E che dire degli accessi ai Pronto soccorso? stamattina al Goretti tra codici rossi, arancioni, azzurri, verdi, trattamenti soste in barella con tutti i problemi che questo comporta, alle ore 12.50 erano presenti oltre 94 pazienti “. Un carico di lavoro delicato – spiega il sindacalista – che dovrebbe essere svolto celermente e in condizioni ambientali adeguate, soprattutto ampliando il personale specializzato che opera nei pronto soccorso e che invece è sempre sottodimensionato rispetto alle reali necessità”. Necessità che si deducono anche dal confronto con molti ospedali romani come il Santo Spirito con 22 presenze, il San Filippo Neri con 43 e il Sandro Pertini che alla stessa ora contava 75 presenze.
E’ chiaro che ciò accade perché tante persone sono costrette a rivolgersi alla struttura ospedaliera del capoluogo.
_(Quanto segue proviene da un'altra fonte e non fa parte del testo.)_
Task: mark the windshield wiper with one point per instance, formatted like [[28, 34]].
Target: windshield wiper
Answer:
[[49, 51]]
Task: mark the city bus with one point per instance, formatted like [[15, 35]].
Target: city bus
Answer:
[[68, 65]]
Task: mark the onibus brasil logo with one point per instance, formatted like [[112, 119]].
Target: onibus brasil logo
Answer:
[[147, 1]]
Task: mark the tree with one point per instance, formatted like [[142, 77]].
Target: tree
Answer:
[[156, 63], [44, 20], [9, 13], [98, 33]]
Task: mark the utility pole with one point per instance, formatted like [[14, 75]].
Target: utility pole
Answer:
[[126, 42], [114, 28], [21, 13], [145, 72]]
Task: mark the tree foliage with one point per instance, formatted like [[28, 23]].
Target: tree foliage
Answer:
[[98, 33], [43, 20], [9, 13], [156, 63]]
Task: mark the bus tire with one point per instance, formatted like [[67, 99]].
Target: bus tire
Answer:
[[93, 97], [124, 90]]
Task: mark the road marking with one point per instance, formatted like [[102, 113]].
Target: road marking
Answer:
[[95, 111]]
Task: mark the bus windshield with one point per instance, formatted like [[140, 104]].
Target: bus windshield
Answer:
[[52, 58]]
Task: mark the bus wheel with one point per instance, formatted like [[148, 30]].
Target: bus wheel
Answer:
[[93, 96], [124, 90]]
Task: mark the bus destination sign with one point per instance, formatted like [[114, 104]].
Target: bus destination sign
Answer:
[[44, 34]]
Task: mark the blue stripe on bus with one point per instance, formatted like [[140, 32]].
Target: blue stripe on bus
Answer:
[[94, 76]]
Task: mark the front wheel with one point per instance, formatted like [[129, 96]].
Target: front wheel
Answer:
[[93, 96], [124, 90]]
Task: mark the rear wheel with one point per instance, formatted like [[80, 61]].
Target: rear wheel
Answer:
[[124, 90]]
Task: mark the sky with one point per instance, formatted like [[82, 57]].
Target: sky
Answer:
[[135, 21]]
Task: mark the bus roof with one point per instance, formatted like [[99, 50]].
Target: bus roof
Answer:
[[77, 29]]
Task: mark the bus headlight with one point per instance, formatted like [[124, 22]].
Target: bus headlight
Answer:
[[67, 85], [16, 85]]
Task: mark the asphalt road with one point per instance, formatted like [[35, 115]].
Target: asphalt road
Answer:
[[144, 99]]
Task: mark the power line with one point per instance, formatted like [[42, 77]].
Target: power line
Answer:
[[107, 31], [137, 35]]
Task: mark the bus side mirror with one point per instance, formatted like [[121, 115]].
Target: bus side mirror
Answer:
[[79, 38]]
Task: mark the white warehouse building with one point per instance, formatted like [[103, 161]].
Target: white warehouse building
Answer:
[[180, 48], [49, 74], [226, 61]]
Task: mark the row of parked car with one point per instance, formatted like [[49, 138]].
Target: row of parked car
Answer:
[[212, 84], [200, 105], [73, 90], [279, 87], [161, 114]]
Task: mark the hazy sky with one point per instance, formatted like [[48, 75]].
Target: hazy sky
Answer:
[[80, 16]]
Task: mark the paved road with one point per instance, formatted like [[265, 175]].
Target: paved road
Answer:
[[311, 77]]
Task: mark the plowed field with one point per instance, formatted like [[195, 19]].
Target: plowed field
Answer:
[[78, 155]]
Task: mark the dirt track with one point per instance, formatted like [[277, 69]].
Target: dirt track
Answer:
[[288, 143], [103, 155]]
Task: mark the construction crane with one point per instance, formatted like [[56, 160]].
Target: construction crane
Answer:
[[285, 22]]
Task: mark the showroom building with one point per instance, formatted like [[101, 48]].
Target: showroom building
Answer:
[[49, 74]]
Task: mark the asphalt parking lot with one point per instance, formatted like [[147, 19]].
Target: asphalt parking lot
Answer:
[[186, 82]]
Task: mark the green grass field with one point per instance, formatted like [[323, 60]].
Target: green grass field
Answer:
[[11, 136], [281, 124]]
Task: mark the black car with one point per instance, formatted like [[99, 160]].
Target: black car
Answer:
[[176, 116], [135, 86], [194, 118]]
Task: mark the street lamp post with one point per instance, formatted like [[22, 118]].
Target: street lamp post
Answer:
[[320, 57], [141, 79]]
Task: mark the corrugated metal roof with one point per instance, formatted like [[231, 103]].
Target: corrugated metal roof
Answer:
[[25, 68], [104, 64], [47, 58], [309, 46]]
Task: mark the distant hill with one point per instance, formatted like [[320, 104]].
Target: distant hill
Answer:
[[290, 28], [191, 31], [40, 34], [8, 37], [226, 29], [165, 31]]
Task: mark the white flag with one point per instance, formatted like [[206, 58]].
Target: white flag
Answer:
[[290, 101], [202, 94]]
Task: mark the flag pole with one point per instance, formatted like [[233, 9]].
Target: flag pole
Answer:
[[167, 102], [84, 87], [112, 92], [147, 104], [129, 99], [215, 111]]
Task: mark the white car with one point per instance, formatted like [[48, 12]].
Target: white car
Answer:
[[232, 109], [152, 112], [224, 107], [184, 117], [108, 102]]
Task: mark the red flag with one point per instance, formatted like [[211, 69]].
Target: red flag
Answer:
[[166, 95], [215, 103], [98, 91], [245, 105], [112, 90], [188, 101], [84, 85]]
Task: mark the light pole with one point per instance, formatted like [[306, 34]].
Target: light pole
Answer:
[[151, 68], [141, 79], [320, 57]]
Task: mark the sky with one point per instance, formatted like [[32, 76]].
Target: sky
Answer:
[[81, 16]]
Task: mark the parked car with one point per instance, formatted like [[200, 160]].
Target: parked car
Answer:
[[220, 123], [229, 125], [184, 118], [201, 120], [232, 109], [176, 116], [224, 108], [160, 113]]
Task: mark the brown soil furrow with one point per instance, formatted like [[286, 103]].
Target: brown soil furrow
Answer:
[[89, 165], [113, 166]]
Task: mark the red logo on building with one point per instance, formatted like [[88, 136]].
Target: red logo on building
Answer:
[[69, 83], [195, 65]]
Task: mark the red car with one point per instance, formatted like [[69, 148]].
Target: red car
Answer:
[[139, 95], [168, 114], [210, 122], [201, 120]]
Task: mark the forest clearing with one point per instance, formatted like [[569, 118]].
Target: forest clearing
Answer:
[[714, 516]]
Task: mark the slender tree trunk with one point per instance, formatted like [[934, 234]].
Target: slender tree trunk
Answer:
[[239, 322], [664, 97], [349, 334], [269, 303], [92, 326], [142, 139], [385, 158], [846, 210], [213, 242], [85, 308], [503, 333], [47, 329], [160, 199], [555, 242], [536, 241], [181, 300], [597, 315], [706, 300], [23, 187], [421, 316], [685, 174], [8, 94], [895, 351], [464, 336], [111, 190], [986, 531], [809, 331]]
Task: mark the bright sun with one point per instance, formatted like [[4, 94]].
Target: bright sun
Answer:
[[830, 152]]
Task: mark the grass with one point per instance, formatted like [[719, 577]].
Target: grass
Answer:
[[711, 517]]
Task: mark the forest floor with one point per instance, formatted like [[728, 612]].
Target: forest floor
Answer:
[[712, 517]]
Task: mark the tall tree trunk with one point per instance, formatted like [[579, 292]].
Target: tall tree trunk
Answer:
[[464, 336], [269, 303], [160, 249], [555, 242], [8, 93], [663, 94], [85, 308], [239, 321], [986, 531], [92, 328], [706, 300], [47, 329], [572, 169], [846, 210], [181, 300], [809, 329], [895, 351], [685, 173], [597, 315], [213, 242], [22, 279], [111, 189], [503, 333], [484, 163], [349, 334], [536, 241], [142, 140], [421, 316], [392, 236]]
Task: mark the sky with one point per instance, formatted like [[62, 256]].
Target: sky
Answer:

Tutto ciò anderebbe modificato intervenendo nel breve periodo per migliorare il funzionamento delle strutture esistenti, colmando le carenze di personale, dei macchinari, di attrezzature sanitarie, di infrastrutture digitali e, nel lungo periodo realizzando nuovi ospedali. “Su quello di Latina e quello del Golfo non ci risultano però tutte le risorse necessarie per la loro realizzazione – specifica il Segretario – né progettazioni esecutive o cronoprogrammi che definiscano in maniera chiara i tempi di realizzazione”.
“Andrebbe potenziata la medicina territoriale, smaltite le lunghe liste di attesa – conclude Garullo – La nostra purtroppo è una sanità piena zeppa di condizionali e carente di certezze quotidiane. La realtà quotidiana, al di là dei sogni ad occhi aperti è ben diversa. Auspicando che le odissee di chi oggi fa i conti con una sanità pubblica ridotta al lumicino diventino presto un brutto ricordo, che però ha dominato la scena da decenni, facendo salire in cattedra il profitto e lasciando indietro chi non ha potuto permettersi un esame specialistico a pagamento dal privato”.